Jef Akst in The Scientist reports on a new biomarker that can tell at early stages of liver and rare endocrine cancer whether a patient is likely to develop metastases. The biomarker, a protein called CPE-delta N, was able to predict the occurrence of metastases with greater than 90% accuracy, and using the associated RNA as a biomarker, the accuracy was even greater. Preliminary findings suggest it may also be applied to other cancer types.
In the same magazine, Megan Scudellari reports on findings that human cells reprogrammed into multipoint stem cells (so-called induced pluripotent stem cells, or iPS) have hotspots in their genome that are not completely re-programmed. The article raises the question whether iPS are really suited to replace embryonic stem cells.
Detecting volatile substances is the topic of several papers. In New Scientist, Jessica Hamzelou reports on attempts by various research groups to accelerate diagnosis in the operation theater by combining electrosurgery with NMR spectroscopy. The smoke emanating from the cut tissue is directed to a NMR spectrometer which analyses on the spot whether the surgeon is cutting healthy or cancer tissue.

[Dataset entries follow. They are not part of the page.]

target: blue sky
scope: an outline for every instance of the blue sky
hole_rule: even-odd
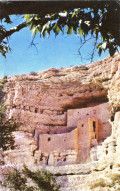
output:
[[[7,26],[7,29],[22,22],[19,16],[12,16],[14,24]],[[0,55],[0,78],[17,74],[38,72],[48,68],[69,67],[90,63],[90,60],[83,60],[78,55],[80,47],[80,38],[77,35],[59,34],[56,38],[51,33],[49,38],[40,38],[38,34],[35,38],[37,50],[30,46],[32,33],[28,28],[14,33],[9,39],[9,45],[12,52],[7,54],[5,59]],[[88,42],[82,49],[81,53],[84,58],[88,57],[93,48],[93,41]],[[105,52],[99,57],[94,56],[93,61],[101,60],[108,56]]]

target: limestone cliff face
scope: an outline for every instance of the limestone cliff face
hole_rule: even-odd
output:
[[[76,187],[76,190],[79,191],[84,190],[84,188],[86,189],[86,183],[83,185],[83,181],[89,182],[90,175],[87,174],[91,173],[94,179],[96,178],[97,172],[92,172],[92,169],[97,169],[98,171],[102,168],[105,169],[106,165],[112,165],[112,168],[115,164],[120,166],[118,160],[120,156],[119,53],[115,54],[114,57],[107,57],[104,60],[91,63],[87,66],[63,69],[52,68],[39,73],[9,77],[8,82],[4,86],[4,93],[4,100],[7,104],[7,118],[14,119],[19,124],[18,131],[14,132],[17,152],[11,151],[5,153],[6,164],[16,162],[16,164],[28,163],[30,165],[39,165],[41,164],[40,161],[45,162],[47,160],[48,164],[54,165],[54,156],[57,157],[56,160],[63,157],[63,159],[66,160],[68,158],[69,161],[74,163],[76,151],[52,153],[49,156],[48,153],[44,153],[43,155],[38,150],[39,135],[46,134],[48,141],[53,137],[53,134],[58,134],[60,137],[60,134],[67,133],[68,135],[70,133],[71,136],[71,134],[74,134],[75,127],[73,128],[74,125],[71,126],[68,123],[70,118],[68,116],[70,112],[68,111],[70,109],[77,109],[77,111],[80,109],[81,111],[82,108],[86,111],[89,108],[88,111],[91,112],[91,108],[94,107],[98,108],[99,111],[97,115],[93,112],[91,116],[93,118],[97,116],[99,119],[100,112],[100,124],[102,127],[100,135],[104,139],[100,139],[102,142],[99,141],[98,146],[93,147],[90,151],[93,163],[88,165],[89,168],[87,164],[86,166],[74,165],[69,167],[69,169],[66,166],[66,170],[64,167],[63,169],[62,167],[59,169],[54,167],[54,174],[62,174],[62,177],[58,177],[58,181],[64,185],[63,190],[74,191],[75,182],[78,182],[79,179],[81,185],[79,184]],[[108,103],[105,102],[109,102],[109,109]],[[105,110],[107,114],[104,108],[107,108]],[[102,112],[103,115],[101,114]],[[71,115],[72,122],[75,120],[75,115]],[[86,115],[89,115],[89,113],[87,112]],[[108,118],[111,119],[110,123],[106,121]],[[78,116],[76,119],[78,119]],[[105,140],[107,136],[103,136],[105,135],[103,130],[106,131],[110,126],[112,126],[112,132],[107,131],[106,135],[111,136]],[[77,141],[75,140],[76,143]],[[97,162],[94,163],[96,158]],[[101,164],[104,164],[103,167],[101,167]],[[69,174],[73,173],[73,168],[80,168],[80,172],[78,169],[77,172],[74,170],[75,174],[79,174],[74,176],[74,183],[69,180]],[[66,176],[66,174],[68,175]],[[84,178],[83,174],[86,174]],[[100,173],[98,173],[98,177],[101,178]]]
[[[20,130],[28,132],[37,127],[43,129],[44,125],[49,126],[50,131],[57,131],[59,126],[64,129],[67,109],[107,101],[107,91],[115,78],[119,59],[117,54],[87,66],[49,69],[8,78],[5,87],[8,117],[19,120]],[[114,91],[114,84],[112,89]]]

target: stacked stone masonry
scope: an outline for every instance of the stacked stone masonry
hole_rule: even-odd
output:
[[[4,88],[7,117],[19,122],[18,132],[32,134],[36,163],[85,162],[90,149],[110,136],[107,92],[119,60],[116,54],[84,67],[8,78]]]

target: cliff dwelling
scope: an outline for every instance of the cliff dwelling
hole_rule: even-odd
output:
[[[90,149],[111,134],[109,110],[108,103],[67,110],[68,132],[39,134],[39,150],[44,153],[41,163],[46,160],[48,165],[63,165],[89,161]],[[50,155],[45,157],[47,153]]]
[[[20,155],[29,155],[19,156],[21,163],[32,160],[37,165],[59,166],[92,160],[92,151],[97,152],[112,131],[107,98],[111,65],[108,57],[87,69],[49,69],[8,79],[6,115],[19,122],[15,135]],[[102,85],[95,83],[93,76],[101,79]],[[24,139],[19,138],[20,134]],[[34,144],[29,145],[27,137]],[[27,153],[22,150],[25,144]],[[95,160],[99,160],[97,154],[99,151]]]

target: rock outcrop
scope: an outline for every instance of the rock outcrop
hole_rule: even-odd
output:
[[[77,168],[74,170],[75,172],[70,170],[74,168],[72,165],[66,165],[66,172],[64,172],[64,167],[47,168],[50,168],[51,171],[54,169],[58,181],[64,183],[63,190],[73,190],[73,188],[84,190],[84,187],[90,190],[92,189],[90,186],[85,186],[86,183],[90,184],[90,176],[96,179],[98,174],[98,179],[101,175],[97,171],[103,170],[105,177],[109,171],[104,170],[107,169],[107,166],[111,166],[110,170],[113,170],[114,167],[120,165],[118,159],[120,156],[119,53],[87,66],[52,68],[39,73],[9,77],[8,82],[4,85],[4,93],[4,101],[7,104],[6,117],[17,121],[19,125],[17,132],[14,133],[17,148],[16,151],[5,153],[6,164],[9,165],[12,161],[15,163],[15,160],[16,164],[27,163],[26,158],[29,158],[30,166],[34,165],[34,167],[40,164],[55,165],[55,160],[57,165],[63,165],[58,160],[61,158],[63,161],[68,158],[68,161],[74,164],[77,160],[76,149],[70,148],[65,152],[63,149],[61,153],[58,151],[48,152],[47,150],[43,152],[39,149],[41,148],[39,143],[44,136],[47,136],[50,141],[53,135],[56,137],[62,136],[62,134],[72,134],[78,127],[74,119],[86,120],[86,116],[82,114],[83,110],[84,112],[92,110],[92,113],[86,113],[86,115],[88,114],[90,118],[96,117],[100,128],[98,138],[95,137],[96,140],[92,141],[92,148],[89,146],[88,149],[90,157],[86,162],[89,162],[89,168],[87,168],[87,164],[84,164],[85,168],[81,164],[81,171],[78,170],[79,166],[74,166]],[[80,111],[84,117],[80,119],[75,112],[74,115],[72,113],[72,116],[69,111]],[[94,113],[96,111],[97,114]],[[68,120],[70,116],[71,121]],[[73,174],[75,174],[74,178]],[[59,177],[59,175],[61,176]],[[71,178],[71,180],[69,177],[73,179]],[[78,185],[75,186],[75,182]],[[105,189],[103,188],[103,190]]]

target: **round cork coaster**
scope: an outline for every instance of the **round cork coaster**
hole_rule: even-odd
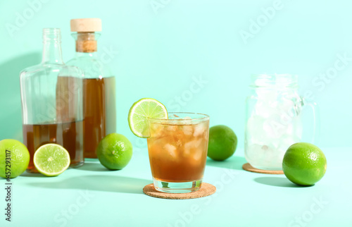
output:
[[[242,168],[246,171],[258,173],[265,173],[265,174],[284,174],[283,171],[268,171],[265,169],[259,169],[253,167],[250,164],[246,163],[242,166]]]
[[[201,187],[199,190],[188,193],[168,193],[159,192],[154,188],[154,185],[152,183],[146,185],[144,188],[143,188],[143,192],[144,192],[146,195],[168,200],[189,200],[201,198],[213,195],[215,192],[215,186],[207,183],[202,183]]]

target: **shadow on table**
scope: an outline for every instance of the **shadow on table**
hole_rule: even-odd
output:
[[[214,161],[211,159],[208,158],[208,159],[206,160],[206,165],[220,168],[243,170],[242,165],[246,162],[247,161],[246,161],[245,158],[234,156],[230,159],[227,159],[225,161]]]
[[[309,186],[300,186],[291,182],[287,178],[265,176],[254,178],[254,181],[263,185],[283,187],[283,188],[307,188]]]
[[[143,188],[151,180],[118,176],[92,175],[77,176],[58,182],[30,183],[33,187],[53,189],[88,189],[90,190],[143,194]]]
[[[75,169],[98,172],[111,171],[105,168],[100,162],[86,162],[81,167],[75,168]]]

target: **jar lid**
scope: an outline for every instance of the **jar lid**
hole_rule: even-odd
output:
[[[101,31],[101,19],[100,18],[82,18],[72,19],[71,32],[93,32]]]

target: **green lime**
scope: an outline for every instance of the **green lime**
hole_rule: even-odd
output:
[[[128,124],[135,135],[147,138],[150,136],[148,118],[168,118],[168,111],[158,101],[144,98],[134,102],[128,113]]]
[[[47,176],[60,175],[70,166],[70,154],[59,145],[49,143],[38,148],[33,157],[35,168]]]
[[[20,141],[6,139],[0,141],[0,176],[14,178],[28,167],[30,152]]]
[[[293,183],[313,185],[325,174],[327,159],[317,146],[297,142],[287,149],[282,161],[282,170]]]
[[[100,141],[96,155],[100,163],[107,168],[122,169],[131,160],[132,145],[123,135],[111,133]]]
[[[215,161],[223,161],[234,154],[237,147],[237,137],[226,125],[215,125],[209,129],[208,157]]]

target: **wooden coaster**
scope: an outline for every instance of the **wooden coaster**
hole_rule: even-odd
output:
[[[215,192],[216,188],[207,183],[202,183],[201,187],[198,191],[188,193],[168,193],[156,190],[153,184],[146,185],[143,188],[143,192],[146,195],[161,199],[168,200],[189,200],[201,198],[206,196],[213,195]]]
[[[259,169],[253,167],[250,164],[246,163],[243,164],[242,168],[246,171],[258,173],[265,173],[265,174],[284,174],[283,171],[268,171],[265,169]]]

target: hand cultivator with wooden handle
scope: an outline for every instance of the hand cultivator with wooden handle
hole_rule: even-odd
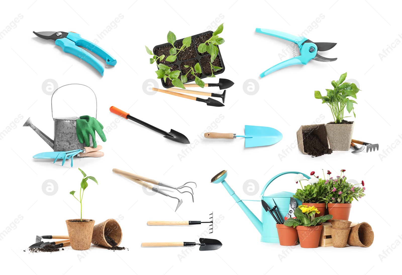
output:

Also in New Scientist, Arlene Weintraub reports on the Israeli start-up BioExplorers which claims that trained mice are better at detecting explosives than currently used devices and methods. As soon as the mice sniff traces of any of 8 explosives, they flee to a side chamber of their cage as if they are smelling a cat. Scientists from Colorado State University have taught tobacco and mouse-ear cress plants a similar trick – exposed to vapors from TNT, the plants change color. The trick is done by reengineering a certain receptor, reports Ferris Jabr. German Spiegel features a publication by Japanese scientists from Kyushu University who trained a dog to sniff out early-stage colon cancer with a success rate of 90%. The researchers now try to find out which chemicals the dog reacts to.
Ben Coxworth in Gizmag reports on blood clots made visible by nanoparticles. Each particle, developed by Dr. Dipanjan Pan at the Washington University School of Medicine in St. Louis, Missouri, contains a million atoms of bismuth and molecules binding to fibrin, a key component of blood clots, at the outside. Bismuth is a toxic heavy metal, which can be detected by a spectral CT scanner. In contrast to regular CT scanners, this new type of scanner is capable of displaying detailed objects or metal in color. Coxworth concludes that “not only could the technology be used to locate blood clots, but it could possibly even treat their cause – ruptures in artery walls. If the nanoparticles contained some sort of healing agent, then once they attached to the fibrin in a blood clot, they could set about sealing any weak spots.”